Researchers Find More Genes Linked to Lung Cancer

ByABC News
October 22, 2008, 5:58 PM

Oct. 23 -- WEDNESDAY, Oct. 22 (HealthDay News) -- Researchers have identified 26 genes associated with the most common type of lung cancer, adenocarcinoma -- more than doubling the number of genes known to play a role in the deadly disease.

The discovery could help in developing individualized ways of diagnosing and treating lung cancer, the top cancer killer, the researchers said.

"Although similar, smaller cancer gene sequencing projects have been reported, our study is the largest to date and provides the statistical power to detect significantly mutated genes," study co-author Richard Wilson, director of Washington University's Genome Sequencing Center in St.
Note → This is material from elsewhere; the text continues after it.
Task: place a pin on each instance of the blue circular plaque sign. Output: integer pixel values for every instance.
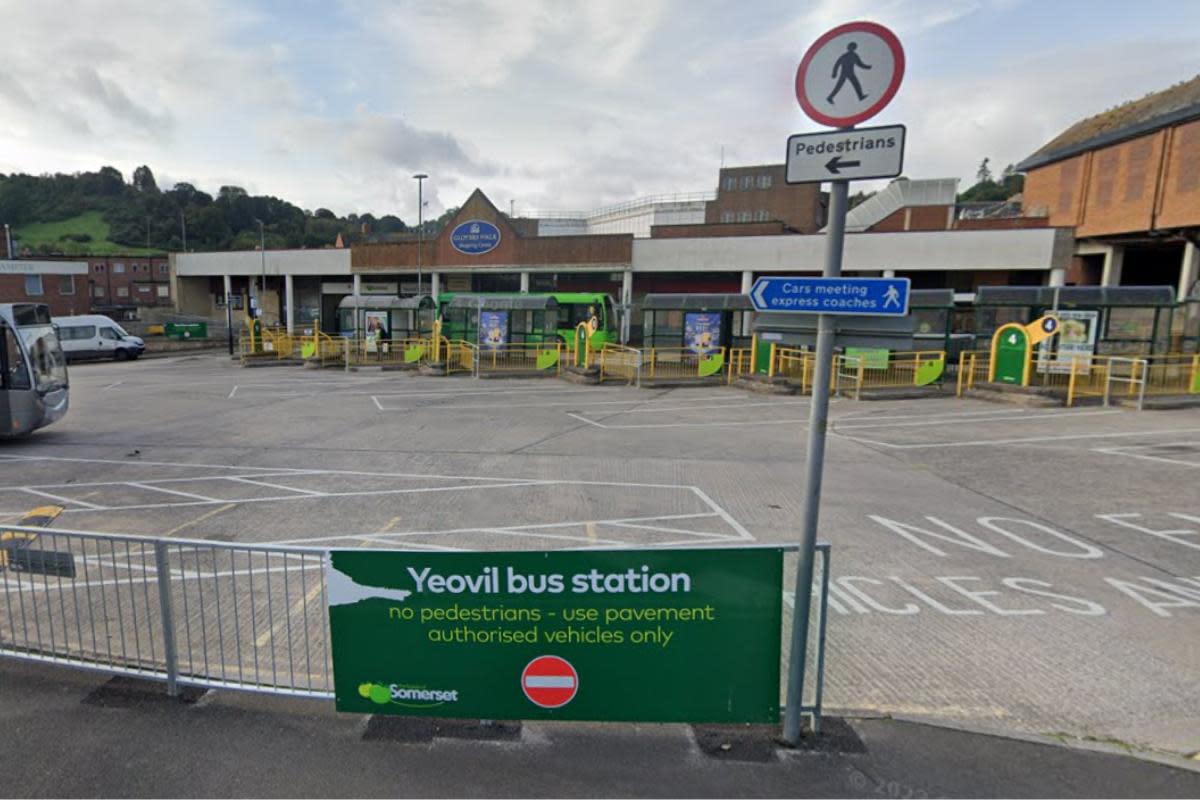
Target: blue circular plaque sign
(475, 236)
Louis, said during a Tuesday teleconference.

The research, known as the Tumor Sequencing Project, has important implications for the understanding, diagnosis and treatment of lung cancer, Wilson said. "But we consider it just a beginning. Over the next few years, we expect to extend this study both in terms of the number of individual cases that we study and the extent of the cancer genome we can explore," he said.

Before the new research, 10 genes linked to adenocarcinoma had been identified, including six of the 26 reported in this study. The findings were published in the Oct. 23 issue of Nature.

For the study, researchers looked for genetic mutations in lung cancer cells. These changes occur in the tumor and are not inherited or found elsewhere in the body, Dr. Matthew Meyerson, from the Broad Institute of MIT and Harvard and an associate professor at the Dana-Farber Cancer Institute in Boston, said during the teleconference.

"These mutations are important, because mutated genes can be targets for anti-cancer therapy," Meyerson said.

The researchers determined the DNA sequence of 623 genes in 188 lung adenocarcinomas. Then they compared the DNA sequence of these genes with the same genes in normal tissue from the same patients.

"By doing this, we identified 26 genes that are frequently mutated in lung adenocarcinoma," Meyerson said. "Most of these gene mutations are newly discovered."